Sorry to say, there’s not much that’s new.

“The CIA was asleep, the FBI was asleep, the FAA was asleep,” James Woolsey told Chris Matthews on MSNBC on the night before the release of the September 11 Commission’s final report.

“The rubber never met the road,” explained Woolsey, CIA chief during the first two years of the Clinton administration, referring to how 19 hijackers could beat U.S. defenses from top to bottom in the largest attack on American soil in the nation’s history. Unfortunately, American intelligence has been asleep at the wheel for a long time, for half a century, from Iran in 1953 to Manhattan in 2001. More money and more power, the traditional recommendation, have never worked in the past.

In installing the repressive regime of the Shah of Iran in 1953, a more or less fascist dictator with his own string of torture chambers, the CIA was fully asleep as to how this assault on Iran’s sovereignty would in due course advance the Islamic revolution that brought the Ayatollah Khomeni to power in the 1970s, a revolution which caught the CIA by surprise.

Coming up short again, the CIA didn’t quite foresee how giving training, weapons and financial support to Osama bin Laden to drive the Soviets out of Afghanistan could lend a helping hand in inciting much of the Arab world into a jihad against the entire “godless society of the West,” Manhattan included.

In 1998, after 36 years of secrecy about exactly how the CIA bungled the Bay of Pigs invasion, a Freedom of Information Act request by the National Security Archive unearthed a report written by Lyman Kirkpatrick, the CIA’s Inspector General. Kirkpatrick’s conclusion after a six-month investigation: “The agency became so wrapped up in the military operation that it failed to appraise the chances of success realistically. Furthermore, it failed to keep the national policymakers adequately informed.”
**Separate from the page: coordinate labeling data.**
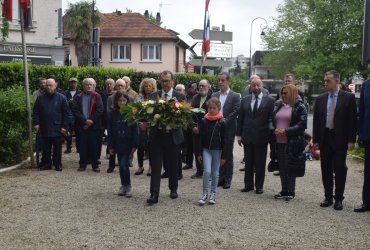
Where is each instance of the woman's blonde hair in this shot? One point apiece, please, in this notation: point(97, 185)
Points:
point(291, 93)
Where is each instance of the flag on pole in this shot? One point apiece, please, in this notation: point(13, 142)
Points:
point(206, 46)
point(8, 9)
point(24, 4)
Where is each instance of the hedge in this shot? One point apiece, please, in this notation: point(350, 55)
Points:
point(13, 74)
point(13, 125)
point(13, 112)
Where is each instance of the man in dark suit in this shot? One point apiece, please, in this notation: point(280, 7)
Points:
point(70, 93)
point(88, 111)
point(230, 103)
point(165, 143)
point(334, 131)
point(364, 135)
point(254, 122)
point(200, 101)
point(51, 115)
As Stanford historian Roderick Kramer explains, President Kennedy “did not have good reason to believe that the plan would fail.” What Kennedy didn’t know is that the entire operation was, in Kirkpatrick’s words, “sabotaged by bad intelligence, incompetent staffing, illusionary planning and self-deception.”

With the Soviet Union, Herbert E. Meyer, who served during the Reagan administration as special assistant to the Director of Central Intelligence and vice chairman of the CIA’s National Intelligence Council, writes of the CIA’s “deep failure in the Cold War” in a recent National Review column.
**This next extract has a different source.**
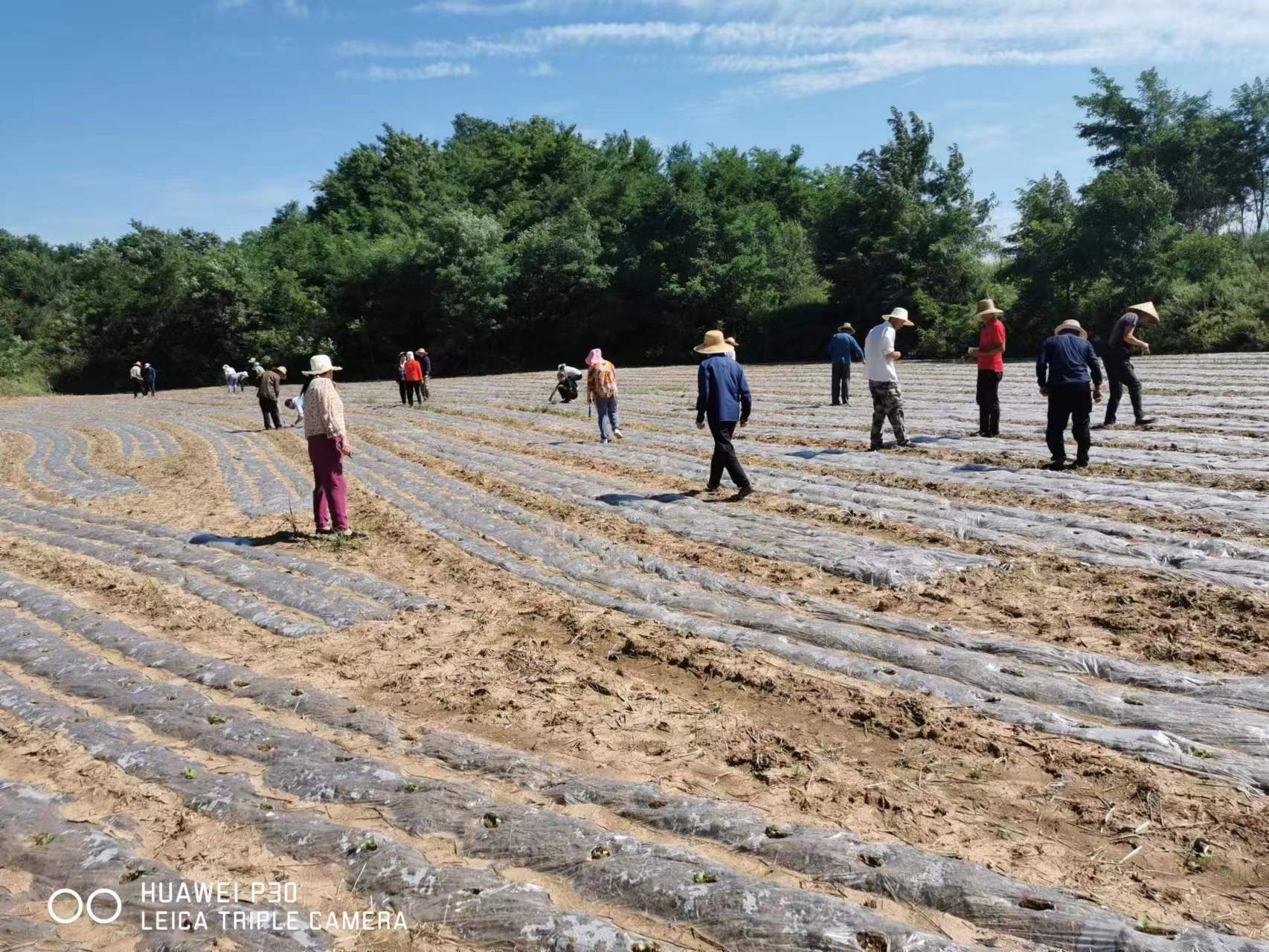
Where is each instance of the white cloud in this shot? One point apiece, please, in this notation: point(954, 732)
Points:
point(409, 74)
point(438, 48)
“For several years during the Reagan administration, I had access to many of our intelligence services’ most closely held secrets,” explains Meyer. “In the late 1970s and early 1980s, the CIA produced a stream of intelligence assessments whose key judgment was that the Soviet economy was growing at an annual rate of more than 3 percent. The implication of this steady growth was that the Soviet Union had the economic wherewithal to continue fighting the Cold War for as long as anyone could foresee. There was just one problem with the agency’s key judgment: It couldn’t possibly be right. If you understood how an economy works — or if you just put on a pair of comfortable shoes and walked the streets of Moscow, or Leningrad, or Minsk with your eyes wide open — it was obvious that the Soviet economy wasn’t growing at 3 percent. It wasn’t growing at all: It was starting to implode.”
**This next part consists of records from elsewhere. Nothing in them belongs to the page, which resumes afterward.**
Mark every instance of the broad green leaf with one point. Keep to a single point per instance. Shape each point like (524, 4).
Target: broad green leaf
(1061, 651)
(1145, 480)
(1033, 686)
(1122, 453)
And there are, of course, the CIA’s exploding cigars, designed to change the government in Cuba, and the poisons sent to the Congo to kill Patrice Lumumba, the CIA-funded assassins of Rafael Trujillo in the Dominican Republic, the CIA-supported coup against Ngo Dinh Diem in South Vietnam, and the killing of Gen. Rene Schneider, Commander-in-Chief of the Army, during a CIA-instigated coup to prevent Salvador Allende from assuming the office of President of Chile, all officially documented in the 1975 report of the Select Committee of the U.S. Senate to Study Government Operations with Respect to Intelligence Activities.

Well, Castro’s still there and Woolsey says the CIA was sleeping on the morning of September 11, in spite of all the wake-up calls at the World Trade Center in 1993, the Khobar Towers barracks in 1996, the 1998 bombings of the American embassies in Kenya and Tanzania, and the attack on the USS Cole in 2000.

What’s clear, at $40 billion per year for intelligence, is that we’re paying a mighty steep price for a lot of heavy sleepers.